As you approach Stirling Castle you can feel how similar the hilltop positioning is to the great castle at Edinburgh. After an initial steep climb from town, the land slopes gently upward on the approach while steep rocky slopes and cliffs protect the other three sides of the fortress. I can only assume that this was the preferred situation for a royal castle during centuries of turbulence that defined Scottish history.
Since the earliest structures would have been made from wood (with the exception of a no longer standing, stone chapel), the oldest parts of the castle that can still be viewed are the Old North Gate (built in the 1300’s) and the Terraces (some probably from the 1400’s).

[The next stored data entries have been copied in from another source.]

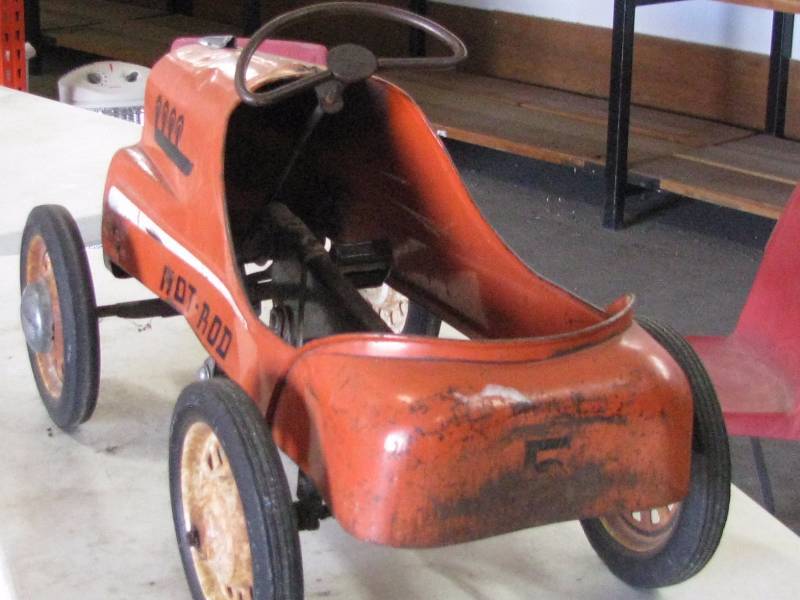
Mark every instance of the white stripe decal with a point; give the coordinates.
(124, 207)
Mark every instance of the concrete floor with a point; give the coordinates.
(689, 263)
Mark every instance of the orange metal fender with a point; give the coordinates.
(412, 447)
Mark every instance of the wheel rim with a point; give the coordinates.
(214, 517)
(644, 532)
(391, 306)
(50, 364)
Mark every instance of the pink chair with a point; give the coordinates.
(756, 369)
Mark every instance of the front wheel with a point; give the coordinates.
(233, 513)
(59, 315)
(666, 545)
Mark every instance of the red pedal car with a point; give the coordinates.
(271, 186)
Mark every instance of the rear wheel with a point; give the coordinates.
(59, 315)
(233, 513)
(666, 545)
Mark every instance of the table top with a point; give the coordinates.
(52, 153)
(87, 514)
(790, 6)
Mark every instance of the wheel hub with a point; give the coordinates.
(644, 532)
(217, 530)
(36, 311)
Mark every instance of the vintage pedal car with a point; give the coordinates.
(271, 184)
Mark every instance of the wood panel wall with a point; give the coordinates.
(715, 83)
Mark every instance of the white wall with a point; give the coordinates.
(701, 21)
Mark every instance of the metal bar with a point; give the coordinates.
(779, 60)
(416, 40)
(251, 16)
(763, 475)
(138, 309)
(619, 111)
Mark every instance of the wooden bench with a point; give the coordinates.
(619, 104)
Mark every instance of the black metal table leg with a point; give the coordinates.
(33, 33)
(619, 112)
(416, 42)
(779, 61)
(763, 475)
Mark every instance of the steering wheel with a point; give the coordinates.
(347, 63)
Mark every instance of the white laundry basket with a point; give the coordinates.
(111, 87)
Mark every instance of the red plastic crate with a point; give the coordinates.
(12, 44)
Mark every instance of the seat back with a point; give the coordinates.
(771, 316)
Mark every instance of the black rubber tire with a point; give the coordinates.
(81, 373)
(260, 480)
(705, 509)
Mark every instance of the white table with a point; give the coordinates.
(51, 153)
(88, 516)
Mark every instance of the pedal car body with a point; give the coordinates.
(412, 441)
(553, 409)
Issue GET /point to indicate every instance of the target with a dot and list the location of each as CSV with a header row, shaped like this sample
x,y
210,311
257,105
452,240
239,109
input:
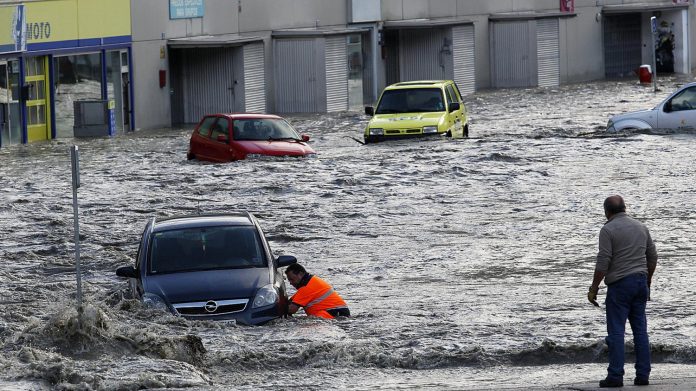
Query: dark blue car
x,y
217,267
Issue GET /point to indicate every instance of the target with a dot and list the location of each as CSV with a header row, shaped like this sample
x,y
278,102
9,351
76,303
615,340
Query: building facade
x,y
55,55
162,63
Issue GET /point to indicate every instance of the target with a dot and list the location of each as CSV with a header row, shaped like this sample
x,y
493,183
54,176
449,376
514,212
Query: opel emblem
x,y
211,306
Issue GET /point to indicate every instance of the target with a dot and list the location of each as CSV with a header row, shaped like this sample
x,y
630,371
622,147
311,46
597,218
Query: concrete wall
x,y
581,45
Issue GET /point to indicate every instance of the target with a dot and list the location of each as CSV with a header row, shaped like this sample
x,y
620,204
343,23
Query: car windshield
x,y
264,129
206,248
412,100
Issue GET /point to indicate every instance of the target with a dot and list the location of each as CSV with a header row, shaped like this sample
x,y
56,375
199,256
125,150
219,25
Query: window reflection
x,y
76,77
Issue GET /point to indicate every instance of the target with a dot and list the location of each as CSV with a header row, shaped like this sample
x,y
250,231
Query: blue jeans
x,y
626,299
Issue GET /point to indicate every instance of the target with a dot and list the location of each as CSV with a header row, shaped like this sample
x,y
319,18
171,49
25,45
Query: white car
x,y
677,112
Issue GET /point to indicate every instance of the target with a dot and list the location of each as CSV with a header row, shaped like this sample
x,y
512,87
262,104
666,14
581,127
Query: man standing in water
x,y
314,294
626,262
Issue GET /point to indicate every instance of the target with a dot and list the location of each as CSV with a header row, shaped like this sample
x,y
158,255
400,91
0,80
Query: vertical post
x,y
75,166
653,28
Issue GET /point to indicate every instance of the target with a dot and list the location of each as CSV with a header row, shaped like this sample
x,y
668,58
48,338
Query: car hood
x,y
208,285
401,120
276,147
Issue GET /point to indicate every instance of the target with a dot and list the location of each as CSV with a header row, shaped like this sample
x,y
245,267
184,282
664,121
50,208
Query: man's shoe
x,y
608,383
641,381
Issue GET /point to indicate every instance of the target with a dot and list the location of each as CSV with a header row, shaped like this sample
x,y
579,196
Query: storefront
x,y
216,74
628,34
322,70
58,55
430,49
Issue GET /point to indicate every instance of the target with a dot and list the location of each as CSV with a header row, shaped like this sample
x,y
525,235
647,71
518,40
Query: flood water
x,y
465,263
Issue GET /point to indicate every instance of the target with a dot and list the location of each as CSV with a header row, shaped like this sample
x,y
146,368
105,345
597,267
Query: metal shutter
x,y
208,84
511,55
421,56
296,75
336,74
464,56
254,80
548,61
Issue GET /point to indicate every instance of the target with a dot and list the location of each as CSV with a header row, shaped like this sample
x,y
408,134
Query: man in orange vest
x,y
314,294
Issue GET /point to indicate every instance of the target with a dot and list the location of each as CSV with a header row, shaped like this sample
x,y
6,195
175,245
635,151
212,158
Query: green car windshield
x,y
206,248
412,100
264,129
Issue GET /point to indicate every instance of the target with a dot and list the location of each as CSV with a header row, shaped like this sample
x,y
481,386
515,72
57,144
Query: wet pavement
x,y
464,262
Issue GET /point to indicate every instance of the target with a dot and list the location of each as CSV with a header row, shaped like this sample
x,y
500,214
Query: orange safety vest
x,y
318,296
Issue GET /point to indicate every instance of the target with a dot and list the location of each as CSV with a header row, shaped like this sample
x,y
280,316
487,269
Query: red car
x,y
228,137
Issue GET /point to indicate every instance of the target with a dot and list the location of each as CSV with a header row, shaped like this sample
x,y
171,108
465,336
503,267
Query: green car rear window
x,y
412,100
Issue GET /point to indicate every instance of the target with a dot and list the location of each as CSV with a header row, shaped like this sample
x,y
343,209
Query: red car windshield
x,y
207,248
264,129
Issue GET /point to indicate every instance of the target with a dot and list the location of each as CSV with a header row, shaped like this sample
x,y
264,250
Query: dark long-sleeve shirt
x,y
625,247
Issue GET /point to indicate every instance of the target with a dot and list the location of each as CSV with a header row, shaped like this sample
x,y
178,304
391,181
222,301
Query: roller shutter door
x,y
422,55
254,80
513,60
336,74
463,57
296,75
622,44
548,68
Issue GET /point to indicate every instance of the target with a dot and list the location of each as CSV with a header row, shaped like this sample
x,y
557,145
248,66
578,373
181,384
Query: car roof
x,y
234,116
418,84
203,220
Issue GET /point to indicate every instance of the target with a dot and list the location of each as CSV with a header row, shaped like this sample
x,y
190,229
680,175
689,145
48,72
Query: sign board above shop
x,y
183,9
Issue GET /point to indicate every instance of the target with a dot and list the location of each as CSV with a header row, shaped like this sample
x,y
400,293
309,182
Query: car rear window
x,y
412,100
207,248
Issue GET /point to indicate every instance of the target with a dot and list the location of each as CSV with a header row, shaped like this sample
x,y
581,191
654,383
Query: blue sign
x,y
183,9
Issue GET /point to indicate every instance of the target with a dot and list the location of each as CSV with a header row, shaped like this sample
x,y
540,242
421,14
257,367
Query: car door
x,y
220,141
679,112
200,139
454,117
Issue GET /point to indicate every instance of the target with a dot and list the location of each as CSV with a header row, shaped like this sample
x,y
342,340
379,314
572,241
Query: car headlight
x,y
265,296
151,300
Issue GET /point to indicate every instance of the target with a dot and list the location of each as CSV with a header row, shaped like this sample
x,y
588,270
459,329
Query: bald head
x,y
613,205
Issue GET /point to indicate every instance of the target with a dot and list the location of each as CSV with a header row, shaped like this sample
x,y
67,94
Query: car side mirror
x,y
127,271
285,260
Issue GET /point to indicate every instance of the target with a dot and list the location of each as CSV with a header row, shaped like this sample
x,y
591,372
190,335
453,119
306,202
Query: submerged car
x,y
676,112
416,109
229,137
211,267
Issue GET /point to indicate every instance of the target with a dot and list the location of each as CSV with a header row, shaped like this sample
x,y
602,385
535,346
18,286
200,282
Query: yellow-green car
x,y
416,109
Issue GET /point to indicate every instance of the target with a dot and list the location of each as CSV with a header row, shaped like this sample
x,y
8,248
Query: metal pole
x,y
75,166
653,28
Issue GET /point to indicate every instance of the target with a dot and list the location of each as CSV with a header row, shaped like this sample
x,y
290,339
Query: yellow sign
x,y
66,20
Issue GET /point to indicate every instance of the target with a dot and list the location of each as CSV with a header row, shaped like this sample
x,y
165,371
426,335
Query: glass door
x,y
10,124
37,109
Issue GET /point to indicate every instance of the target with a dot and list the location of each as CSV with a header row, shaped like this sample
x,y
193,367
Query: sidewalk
x,y
684,384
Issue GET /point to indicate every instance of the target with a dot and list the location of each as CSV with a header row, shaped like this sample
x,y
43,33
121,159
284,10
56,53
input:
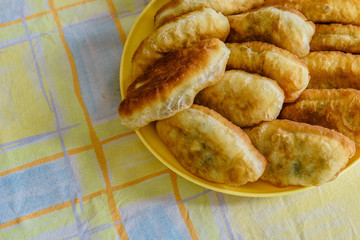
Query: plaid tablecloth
x,y
69,170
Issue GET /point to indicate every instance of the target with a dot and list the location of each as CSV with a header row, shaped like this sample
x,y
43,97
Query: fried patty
x,y
245,99
211,147
299,153
172,83
176,8
179,33
336,109
289,71
283,27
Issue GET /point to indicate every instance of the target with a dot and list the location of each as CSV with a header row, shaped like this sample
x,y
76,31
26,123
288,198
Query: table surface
x,y
70,170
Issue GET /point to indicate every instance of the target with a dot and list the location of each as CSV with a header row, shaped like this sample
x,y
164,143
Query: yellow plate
x,y
142,28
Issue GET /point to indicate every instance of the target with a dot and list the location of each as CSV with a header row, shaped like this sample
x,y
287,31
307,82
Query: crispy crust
x,y
243,98
332,108
172,83
333,69
179,33
178,7
299,153
319,130
324,11
290,72
336,37
196,135
281,26
228,124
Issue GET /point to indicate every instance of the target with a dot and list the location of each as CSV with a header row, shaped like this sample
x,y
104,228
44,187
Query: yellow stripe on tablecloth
x,y
119,28
97,146
182,208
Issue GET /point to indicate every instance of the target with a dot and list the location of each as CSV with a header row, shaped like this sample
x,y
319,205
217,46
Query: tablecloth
x,y
70,170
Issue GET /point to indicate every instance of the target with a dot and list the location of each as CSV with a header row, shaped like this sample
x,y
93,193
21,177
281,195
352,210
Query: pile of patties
x,y
242,90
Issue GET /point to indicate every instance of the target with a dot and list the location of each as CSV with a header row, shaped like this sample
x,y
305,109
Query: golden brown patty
x,y
283,27
172,83
243,98
331,69
337,109
211,147
179,33
336,37
324,11
178,7
285,68
299,153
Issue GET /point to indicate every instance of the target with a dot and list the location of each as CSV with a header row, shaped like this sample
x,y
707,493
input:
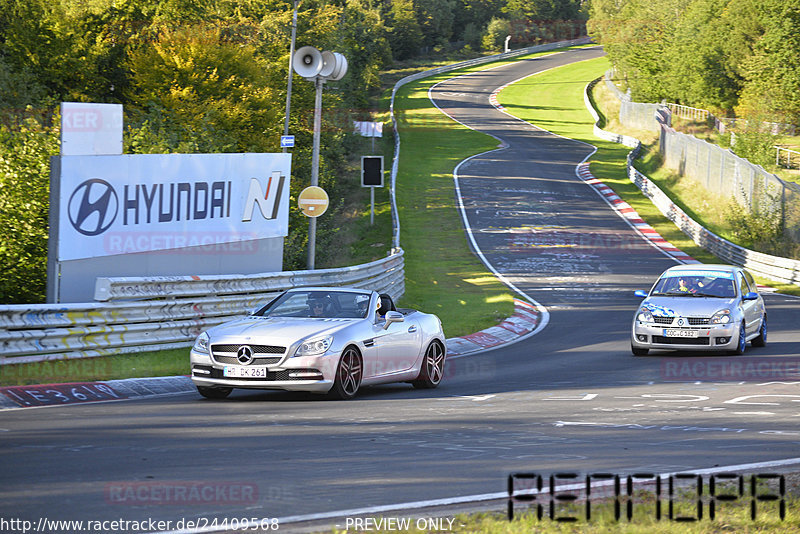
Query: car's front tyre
x,y
214,393
741,344
349,373
432,370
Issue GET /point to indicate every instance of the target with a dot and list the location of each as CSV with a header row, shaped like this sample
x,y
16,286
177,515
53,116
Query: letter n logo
x,y
269,202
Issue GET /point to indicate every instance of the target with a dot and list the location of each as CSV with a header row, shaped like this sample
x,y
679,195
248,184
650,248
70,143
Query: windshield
x,y
717,284
318,304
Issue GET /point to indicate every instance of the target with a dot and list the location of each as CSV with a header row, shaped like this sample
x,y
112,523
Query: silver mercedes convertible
x,y
321,340
700,307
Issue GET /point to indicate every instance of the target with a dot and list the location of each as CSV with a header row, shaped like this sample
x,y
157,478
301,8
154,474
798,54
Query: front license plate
x,y
233,371
676,332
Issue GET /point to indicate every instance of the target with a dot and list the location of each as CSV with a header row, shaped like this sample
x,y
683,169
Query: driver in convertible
x,y
317,307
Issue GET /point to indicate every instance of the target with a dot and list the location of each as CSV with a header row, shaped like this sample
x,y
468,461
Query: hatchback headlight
x,y
314,347
201,343
721,317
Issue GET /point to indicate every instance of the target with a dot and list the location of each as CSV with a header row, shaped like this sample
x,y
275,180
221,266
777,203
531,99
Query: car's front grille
x,y
272,376
226,354
257,349
681,340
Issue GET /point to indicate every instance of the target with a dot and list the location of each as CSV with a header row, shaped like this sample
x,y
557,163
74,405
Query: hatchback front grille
x,y
681,340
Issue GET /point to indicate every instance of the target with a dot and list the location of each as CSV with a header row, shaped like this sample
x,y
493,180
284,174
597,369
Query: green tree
x,y
24,208
208,90
496,33
406,34
772,73
435,18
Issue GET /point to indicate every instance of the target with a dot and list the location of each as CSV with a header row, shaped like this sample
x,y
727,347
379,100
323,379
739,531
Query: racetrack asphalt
x,y
570,398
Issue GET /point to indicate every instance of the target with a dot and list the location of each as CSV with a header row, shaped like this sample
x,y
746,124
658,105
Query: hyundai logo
x,y
244,355
93,207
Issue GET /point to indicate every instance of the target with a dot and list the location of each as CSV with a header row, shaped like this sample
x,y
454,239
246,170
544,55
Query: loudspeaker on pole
x,y
307,62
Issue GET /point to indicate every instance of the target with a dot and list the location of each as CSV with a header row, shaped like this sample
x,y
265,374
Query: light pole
x,y
317,67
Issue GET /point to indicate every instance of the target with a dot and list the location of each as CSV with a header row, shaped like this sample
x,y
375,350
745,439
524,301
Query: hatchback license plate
x,y
244,372
675,332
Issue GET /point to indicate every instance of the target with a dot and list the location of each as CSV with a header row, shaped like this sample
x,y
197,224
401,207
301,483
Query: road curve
x,y
570,398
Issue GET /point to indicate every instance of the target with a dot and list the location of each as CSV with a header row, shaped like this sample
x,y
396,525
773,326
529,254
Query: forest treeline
x,y
737,58
209,76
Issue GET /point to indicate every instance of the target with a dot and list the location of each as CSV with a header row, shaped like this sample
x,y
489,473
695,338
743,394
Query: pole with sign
x,y
372,177
317,67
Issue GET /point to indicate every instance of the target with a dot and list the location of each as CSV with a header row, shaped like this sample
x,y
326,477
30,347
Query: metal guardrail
x,y
782,270
154,313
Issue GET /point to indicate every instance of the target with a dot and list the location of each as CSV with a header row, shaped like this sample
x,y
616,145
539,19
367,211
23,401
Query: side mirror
x,y
393,317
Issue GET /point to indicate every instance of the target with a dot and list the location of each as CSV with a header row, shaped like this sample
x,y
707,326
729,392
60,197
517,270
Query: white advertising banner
x,y
127,204
90,129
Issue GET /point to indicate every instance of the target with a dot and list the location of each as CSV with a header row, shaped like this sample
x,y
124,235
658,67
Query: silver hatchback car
x,y
700,307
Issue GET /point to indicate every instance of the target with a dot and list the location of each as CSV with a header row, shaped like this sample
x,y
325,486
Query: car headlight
x,y
201,343
315,346
721,317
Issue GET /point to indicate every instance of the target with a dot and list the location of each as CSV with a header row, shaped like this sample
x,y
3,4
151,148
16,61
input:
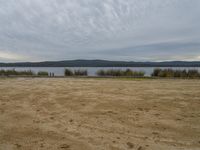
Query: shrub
x,y
80,72
193,74
43,73
68,72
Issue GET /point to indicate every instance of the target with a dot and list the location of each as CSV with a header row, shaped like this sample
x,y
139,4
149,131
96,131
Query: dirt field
x,y
99,114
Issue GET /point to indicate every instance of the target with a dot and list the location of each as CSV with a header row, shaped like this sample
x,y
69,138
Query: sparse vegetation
x,y
13,72
78,72
170,73
118,72
43,73
68,72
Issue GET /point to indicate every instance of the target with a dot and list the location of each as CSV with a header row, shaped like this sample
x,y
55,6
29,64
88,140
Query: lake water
x,y
59,71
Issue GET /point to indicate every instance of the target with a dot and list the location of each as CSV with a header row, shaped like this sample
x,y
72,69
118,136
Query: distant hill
x,y
102,63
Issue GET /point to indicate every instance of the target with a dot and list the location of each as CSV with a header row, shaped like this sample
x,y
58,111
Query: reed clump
x,y
120,73
78,72
13,72
170,73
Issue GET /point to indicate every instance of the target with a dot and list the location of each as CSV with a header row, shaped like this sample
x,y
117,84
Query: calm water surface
x,y
59,71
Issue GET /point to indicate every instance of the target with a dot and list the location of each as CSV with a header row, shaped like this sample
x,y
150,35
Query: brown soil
x,y
99,114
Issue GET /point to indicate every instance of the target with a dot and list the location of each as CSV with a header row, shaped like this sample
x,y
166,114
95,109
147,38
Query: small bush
x,y
43,73
80,72
68,72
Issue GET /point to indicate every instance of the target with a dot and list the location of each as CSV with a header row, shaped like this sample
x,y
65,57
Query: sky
x,y
128,30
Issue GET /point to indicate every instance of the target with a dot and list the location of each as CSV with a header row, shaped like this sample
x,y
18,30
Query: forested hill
x,y
102,63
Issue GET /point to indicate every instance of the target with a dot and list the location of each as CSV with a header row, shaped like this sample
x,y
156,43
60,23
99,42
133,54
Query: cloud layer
x,y
141,30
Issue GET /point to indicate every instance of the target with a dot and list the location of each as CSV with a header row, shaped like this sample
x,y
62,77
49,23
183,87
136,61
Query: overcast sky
x,y
136,30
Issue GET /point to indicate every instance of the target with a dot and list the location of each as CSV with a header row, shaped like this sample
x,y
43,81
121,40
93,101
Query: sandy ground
x,y
99,114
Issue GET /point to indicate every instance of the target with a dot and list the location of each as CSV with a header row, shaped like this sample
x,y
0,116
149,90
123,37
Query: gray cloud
x,y
139,30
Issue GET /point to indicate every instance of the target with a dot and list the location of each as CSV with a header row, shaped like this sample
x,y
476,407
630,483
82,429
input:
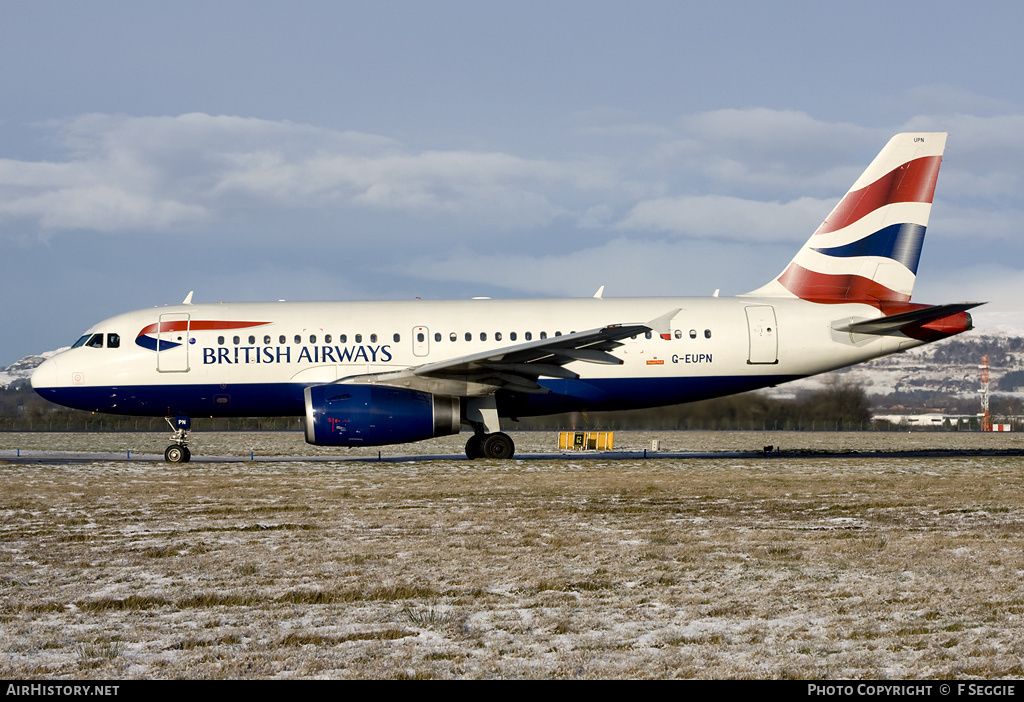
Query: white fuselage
x,y
256,358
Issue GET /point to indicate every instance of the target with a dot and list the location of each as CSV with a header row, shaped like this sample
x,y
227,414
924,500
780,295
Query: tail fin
x,y
868,247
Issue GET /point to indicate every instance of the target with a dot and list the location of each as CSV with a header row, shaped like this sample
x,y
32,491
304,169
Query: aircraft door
x,y
421,341
763,334
172,342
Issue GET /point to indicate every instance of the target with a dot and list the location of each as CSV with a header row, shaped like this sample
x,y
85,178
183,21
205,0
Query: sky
x,y
388,149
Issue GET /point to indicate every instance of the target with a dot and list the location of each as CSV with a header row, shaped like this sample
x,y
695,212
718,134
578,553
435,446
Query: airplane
x,y
372,374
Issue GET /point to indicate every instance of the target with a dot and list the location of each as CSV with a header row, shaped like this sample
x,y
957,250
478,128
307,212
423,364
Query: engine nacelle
x,y
340,414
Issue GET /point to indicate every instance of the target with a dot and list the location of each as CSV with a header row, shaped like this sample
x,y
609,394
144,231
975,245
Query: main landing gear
x,y
497,445
178,451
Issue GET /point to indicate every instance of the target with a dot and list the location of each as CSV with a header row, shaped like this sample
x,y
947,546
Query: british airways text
x,y
305,354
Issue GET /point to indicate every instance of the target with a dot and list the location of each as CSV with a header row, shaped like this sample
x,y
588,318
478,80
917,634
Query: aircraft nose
x,y
45,376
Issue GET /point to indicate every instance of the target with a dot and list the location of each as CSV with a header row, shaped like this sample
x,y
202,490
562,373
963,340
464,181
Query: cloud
x,y
730,218
157,173
626,266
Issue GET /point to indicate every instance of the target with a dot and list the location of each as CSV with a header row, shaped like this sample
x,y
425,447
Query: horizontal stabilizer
x,y
914,319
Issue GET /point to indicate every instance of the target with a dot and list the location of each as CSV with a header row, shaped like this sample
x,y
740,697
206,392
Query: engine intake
x,y
376,415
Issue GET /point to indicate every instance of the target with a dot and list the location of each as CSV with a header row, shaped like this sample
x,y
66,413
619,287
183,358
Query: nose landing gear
x,y
178,451
497,445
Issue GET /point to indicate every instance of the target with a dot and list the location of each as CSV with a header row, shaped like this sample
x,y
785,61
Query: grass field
x,y
845,566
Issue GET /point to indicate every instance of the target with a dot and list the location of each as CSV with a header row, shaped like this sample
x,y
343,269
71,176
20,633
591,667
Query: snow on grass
x,y
830,567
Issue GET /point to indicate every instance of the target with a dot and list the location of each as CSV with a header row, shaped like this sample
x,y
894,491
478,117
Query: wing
x,y
515,367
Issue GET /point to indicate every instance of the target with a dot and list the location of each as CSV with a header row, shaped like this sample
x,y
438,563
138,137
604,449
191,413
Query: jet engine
x,y
341,414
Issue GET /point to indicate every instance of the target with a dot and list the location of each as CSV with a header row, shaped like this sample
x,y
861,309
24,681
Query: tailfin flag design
x,y
868,248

King James IV was a popular and successful king. He embraced the early Renaissance ideas and art that were beginning to spread through Europe and eclipse the medieval style. He wanted to place himself in the same league as the French and English kings, Louis XII and Henry VIII so he began an extensive building program at Stirling Castle to create a magnificent setting for his royal court.
The great hall was heated by five great fireplaces and spiral staircases connected to a trumpeters’ gallery and a minstrels gallery. A grand dais for the king and queen occupied the end of the hall and was framed by bay windows.
By the 1600’s, the royal family had stopped using the rooms and the building was used as quarters for military families.
Today, you won’t see any of these rooms because the building now houses the Regimental Museum of the Argyll and Southerland Highlanders. But don’t be disappointed, because this museum is really interesting! It displays the history of the regiment, including weapons, regalia, and spectacular regimental presentation silver, and battle dioramas to help understand it all.
The statues themselves reflect knowledge of European Renaissance art and literature while having a uniquely Scottish interpretation and were meant to portray the king as a powerful, learned and just monarch.
This design was created as part of the king’s desire to set himself and the royal family above and apart from the nobles in an effort to emulate the great royal families of England and France.
James V died early on in the palace decoration and may have never enjoyed them, so his rooms are left mostly empty, but the rooms of Queen Mary of Guise, who lived on in the palace as regent to her young daughter Mary Queen of Scots, are full of sumptuous tapestries and furnishings.
Interestingly, the palace has been used as a royal “Nursery” since the 14th century, protecting the royal infants with its fortress walls and high cliffs. Since James IV, the nursery resided in the Princes Tower. The Princes Tower was originally part of the original Forework and was incorporated into the south side of the palace. You can walk outside the tower to a small elevated courtyard to get an up-close look at the sculptural grotesques decorating that side of the palace.